黒井はやや俯くと、ニヤリと口元を歪めて「大丈夫ですよ。知っていることを話してもらうだけですから。」と答えた。
「やややゃゃゃ!や!・・・だめですよ!分かりました僕が行きます!」黒い不安がナオの背中を押していた。
・・・・・・・・・とりあえず!僕が行かなくちゃダメなんだ!
もう、冬も近いというのにこの部屋は空調がされているらしく、無機質な空気を感じた。
なんとなくぎこちない動きで扉を開き、靴を脱ぐ。
『靴を脱いでから扉を開ければ良かった』そんなつまらない事を思いつく。
扉を空けた先の部屋は思いのほか狭い。
もう、夕暮れ時ではあるのだが、真っ黒なカーテンが引かれたその部屋は蛍光灯の光で青白く明るかった。

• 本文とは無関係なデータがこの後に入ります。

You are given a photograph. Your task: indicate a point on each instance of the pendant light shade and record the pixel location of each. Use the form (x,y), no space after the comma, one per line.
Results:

少年、三崎はコンピューターディスプレイを背にして、ナオのほうへ向いていた。
「なにか、用でも?」冷たさと硬さを感じさせる声。
「その、右手の事を・・・つまり、なぜ、うちの部室へ入ったかって事を聞きたい。」ナオは相手の声に、自分と同じくらいの緊張を感じていた。
三崎は困ったように首をかしげた。
「ああ、なるほど」
無内容な応答だと感じた。
「つまり、認めるんだな?」
「いや、それはまだ早い。しかし、否定しても仕方ない。確信が無ければわざわざ合いに来ないだろう?」
意味がわからなかった、それが顔に出ていたのだろう「つまりだ、君は確信がある、但し僕はそれを認めない。」
何か言おうとしたが、それが言葉にならないうちに三崎はさらに言葉を続けた「だたし、動機はある、露木さんのノート。あれは僕が譲り受けるはずだったものだ返してもらいたい。」
昨日そのあと意味のあることを話せなかったと思う。
部屋を出た瞬間手が震えていた事は覚えている。